By Spencer Bauer, Amy Smith
I like to have fun. That’s what fun people do. They have fun. If you’re a fun person, let me introduce you to one of the best times you could possibly have on the water. Hard fighting fish that smash a rod sitting in a rod holder to the point you question its staying in the boat. That’s trolling for channel catfish.
Many fisherman and woman have perfected this method of fishing, but one of those anglers I’ve had the pleasure of sharing a boat with is Amy Smith of Oxford, Iowa. Amy spends the majority of her time on Iowa Reservoirs, but has used these techniques on multiple bodies of water with great success.
Timing and Tactics
Trolling can be an effective method nearly anytime of the year. Sure, sometimes channel cats are spawning. However, they don’t all spawn at the same time. Sure, with high water, many fish will run up the river and out of the reservoir, but many still stay put.

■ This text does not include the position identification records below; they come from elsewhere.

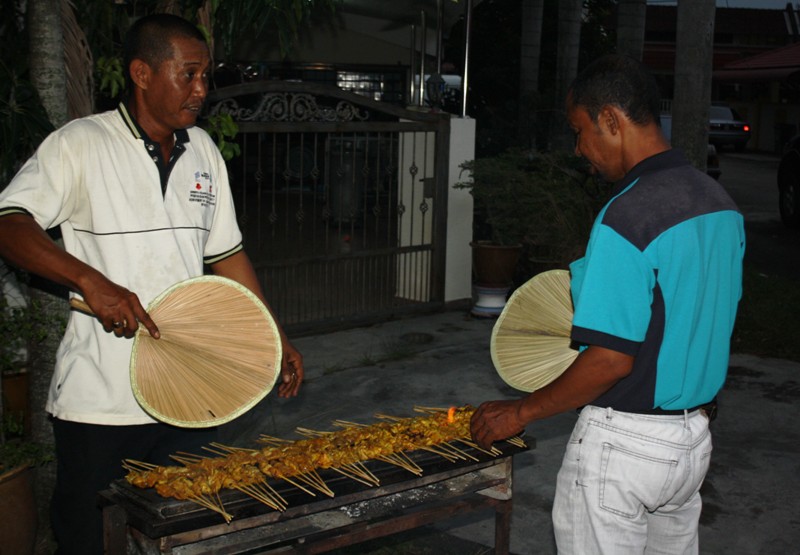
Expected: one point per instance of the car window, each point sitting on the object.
(721, 112)
(666, 126)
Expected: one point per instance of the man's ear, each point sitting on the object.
(140, 73)
(609, 119)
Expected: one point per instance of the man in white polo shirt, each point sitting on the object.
(143, 202)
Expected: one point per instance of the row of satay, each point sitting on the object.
(346, 448)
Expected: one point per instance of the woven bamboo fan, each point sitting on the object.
(530, 343)
(219, 354)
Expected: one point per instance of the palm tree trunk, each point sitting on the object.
(693, 65)
(631, 15)
(49, 76)
(530, 53)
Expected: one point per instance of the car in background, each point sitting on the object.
(727, 128)
(789, 184)
(712, 160)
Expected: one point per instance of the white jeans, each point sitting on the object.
(629, 483)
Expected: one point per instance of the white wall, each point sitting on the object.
(458, 270)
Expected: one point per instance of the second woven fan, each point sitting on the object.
(530, 342)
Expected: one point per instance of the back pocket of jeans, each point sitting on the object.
(631, 481)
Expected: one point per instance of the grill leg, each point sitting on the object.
(502, 528)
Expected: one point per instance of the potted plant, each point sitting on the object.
(533, 212)
(21, 327)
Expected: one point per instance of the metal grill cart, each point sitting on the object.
(140, 521)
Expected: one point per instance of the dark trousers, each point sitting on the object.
(89, 458)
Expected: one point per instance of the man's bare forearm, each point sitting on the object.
(24, 244)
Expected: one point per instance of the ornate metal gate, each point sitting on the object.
(342, 201)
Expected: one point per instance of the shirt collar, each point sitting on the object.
(663, 160)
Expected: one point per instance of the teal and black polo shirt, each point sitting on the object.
(661, 280)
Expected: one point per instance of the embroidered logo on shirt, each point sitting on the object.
(203, 190)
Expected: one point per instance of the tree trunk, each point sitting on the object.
(693, 65)
(49, 76)
(569, 40)
(530, 54)
(631, 15)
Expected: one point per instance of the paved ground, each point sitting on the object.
(750, 495)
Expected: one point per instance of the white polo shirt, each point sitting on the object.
(96, 178)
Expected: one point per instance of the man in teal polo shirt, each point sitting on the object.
(655, 300)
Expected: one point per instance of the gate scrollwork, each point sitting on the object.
(289, 107)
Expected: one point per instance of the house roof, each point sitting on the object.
(775, 64)
(727, 21)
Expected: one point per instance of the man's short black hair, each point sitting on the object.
(618, 81)
(150, 39)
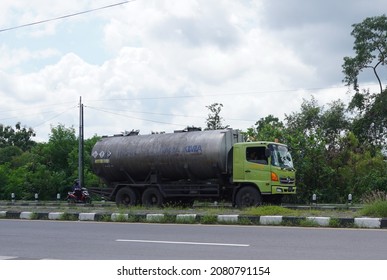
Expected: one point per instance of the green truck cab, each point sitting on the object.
(266, 166)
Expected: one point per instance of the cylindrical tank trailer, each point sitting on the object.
(173, 156)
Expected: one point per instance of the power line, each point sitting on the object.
(65, 16)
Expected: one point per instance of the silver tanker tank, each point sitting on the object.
(174, 156)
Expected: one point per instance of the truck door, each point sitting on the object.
(257, 168)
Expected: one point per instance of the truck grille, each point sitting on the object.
(287, 180)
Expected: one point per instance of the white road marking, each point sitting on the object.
(183, 243)
(7, 257)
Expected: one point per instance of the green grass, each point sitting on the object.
(270, 211)
(377, 209)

With all of that being said, when the water in rivers drops after catfish spawn in June, many fish slide down river and back into the reservoir. This creates some of the finest channel catfishing of the year, for both size and numbers. July through September is prime time for fast-paced, in your face channel catfish action that will even make bass fisherman question their fish of choice.
Smith: Speed is important and so is location. You can’t move too fast. We try to keep moving around 0.5 miles per hour. Too slow, and you won’t put your bait in front of as many catfish. Too fast, and they won’t have a chance to eat it.
Smith: We like to try different spots, but usually try to stay close to the old river channel. We will try humps and islands too. If they are biting, we keep fishing that spot. If we aren’t catching anything, we have no problem moving to a different spot.
Tackle and Rigging
Smith: We love our Whisker Seeker fishing rods. The heavy and medium heavy actions in lengths of 7’ 6” and 9’ 6” are great for this kind of fishing. They have a light enough action to allow a circle hook to land in the corner of the fish’s mouth and enough power to land channel catfish over 20 pounds. For reels, the Okuma Citrix and other low profile bait casters work well.
Smith: We try a lot of different things with rigs. We usually use a one to two ounce sinker, but other than that we will try different stuff until the fish tell us what they want. We try Rattle Floats, PP-Seekers, Versa Rattles, and the Ultra Chub, all made by Whisker Seeker. The Versa Rattles can be added to any rig and the catfish really seem to like them. Our favorite hooks are 6/0 Triple Threat Circle Hooks.
Tricks of the Trade
Trolling doesn’t have to be complex, but there are a few items that will make the process much more efficient. The more efficient you are, the more time you will spend fishing. This usually leads to more fish on the hook.
Smith: Once we pick a spot, we drop down the trolling motor and throw a drift sock out of the back of the boat. If it’s really windy, we will use two. The reason we use a drift sock out of the back of the boat is to keep the boat from swaying.
Smith: When you reduce your speed so much, wind can really make the back of your boat swing back and forth. The drift sock helps a lot with this. When driving the trolling motor, you really have to pay attention to your speed. If there is very much wind at all, it can really speed you up.
Trolling for channel catfish on reservoirs and lakes is often nothing short of spectacular. Catches of 20, 50, even 60 fish ranging from up to 15 pounds are common place in the upper Midwest where Smith does the majority of her fishing. Give these tactics a try and make sure your rod holders are bolted well to your boat.